Woodpecker, Warbler, Mussel, Thrush

by Ruth Joffre

 

 

Yesterday, I was a bird. A slender-billed curlew, to be exact. My girlfriend helped me ID the bird. Took photographs of my decurved bill, the flash of white under my tail, the small brown speckles on my cream-white breast.

“Some of these spots look like hearts,” I said this morning, once I was human again and able to compare her pictures to the one in an article I found: “The Slender-Billed Curlew Is Declared Extinct.”

It always happens like this: a species disappears once and for all, and I transform into a replica of it for one day.

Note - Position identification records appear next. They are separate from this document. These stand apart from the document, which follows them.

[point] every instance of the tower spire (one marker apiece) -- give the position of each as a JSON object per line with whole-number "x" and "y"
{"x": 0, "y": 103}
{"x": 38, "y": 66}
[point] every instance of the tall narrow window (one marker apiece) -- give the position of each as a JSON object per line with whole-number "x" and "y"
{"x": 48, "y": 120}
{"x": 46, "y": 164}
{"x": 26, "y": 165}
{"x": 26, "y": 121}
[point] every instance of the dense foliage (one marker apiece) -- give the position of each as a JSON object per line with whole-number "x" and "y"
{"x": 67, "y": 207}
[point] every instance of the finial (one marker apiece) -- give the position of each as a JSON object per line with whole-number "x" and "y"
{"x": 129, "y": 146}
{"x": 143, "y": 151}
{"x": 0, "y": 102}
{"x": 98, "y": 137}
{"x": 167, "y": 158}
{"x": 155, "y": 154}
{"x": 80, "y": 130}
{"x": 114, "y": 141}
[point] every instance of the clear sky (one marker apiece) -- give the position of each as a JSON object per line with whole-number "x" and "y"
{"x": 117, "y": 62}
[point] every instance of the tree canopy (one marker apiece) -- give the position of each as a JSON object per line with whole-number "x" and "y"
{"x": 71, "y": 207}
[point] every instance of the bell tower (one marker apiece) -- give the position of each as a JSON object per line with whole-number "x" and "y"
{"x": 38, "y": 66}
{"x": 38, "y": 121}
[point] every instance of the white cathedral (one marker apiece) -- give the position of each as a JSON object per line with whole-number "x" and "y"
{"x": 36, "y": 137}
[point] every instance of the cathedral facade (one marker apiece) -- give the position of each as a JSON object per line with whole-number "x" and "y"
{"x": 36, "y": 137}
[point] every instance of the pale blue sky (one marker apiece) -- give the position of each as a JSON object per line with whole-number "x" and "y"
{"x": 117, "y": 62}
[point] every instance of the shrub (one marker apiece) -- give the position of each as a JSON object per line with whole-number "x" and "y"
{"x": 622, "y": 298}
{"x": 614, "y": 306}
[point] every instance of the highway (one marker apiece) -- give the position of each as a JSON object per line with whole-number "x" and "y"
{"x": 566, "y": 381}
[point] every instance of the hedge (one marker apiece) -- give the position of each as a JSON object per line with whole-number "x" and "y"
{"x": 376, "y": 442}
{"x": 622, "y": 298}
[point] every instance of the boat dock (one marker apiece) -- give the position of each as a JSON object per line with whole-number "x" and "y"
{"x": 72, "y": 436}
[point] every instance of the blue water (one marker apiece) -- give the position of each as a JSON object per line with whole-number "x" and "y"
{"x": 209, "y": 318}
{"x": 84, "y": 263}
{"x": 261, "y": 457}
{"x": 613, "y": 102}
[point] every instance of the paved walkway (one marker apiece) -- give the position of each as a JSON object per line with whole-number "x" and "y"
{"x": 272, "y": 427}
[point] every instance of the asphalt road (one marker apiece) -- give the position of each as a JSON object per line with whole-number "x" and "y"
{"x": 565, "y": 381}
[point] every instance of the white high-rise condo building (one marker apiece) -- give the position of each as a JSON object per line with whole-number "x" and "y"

Thirteen hours, at least, maybe more if I wake up especially early. It takes about an hour each way for the metamorphosis to be complete — long enough, in theory, for me to prepare. To lock the doors, rush to the bathtub if I feel gills opening in my throat. I often track the process in the mirror as it unfolds. Watch scales harden over my flesh, feathers push through my pores. It never stops feeling like magic.





 

My parents were frightened, of course. The first time it happened, I was just a baby. Not yet three weeks old, and already my skin was turning gold. My mother thought it was jaundice. One of her parenting books mentioned it. Something about a buildup of bilirubin. A newborn’s liver couldn’t process it fast enough. She called the doctor’s office to ask what she should do, did I need to visit the emergency room, was it something in her breast milk, but the nurses said it was fine; this just happens sometimes.

“Babies are weird. That’s what they said.”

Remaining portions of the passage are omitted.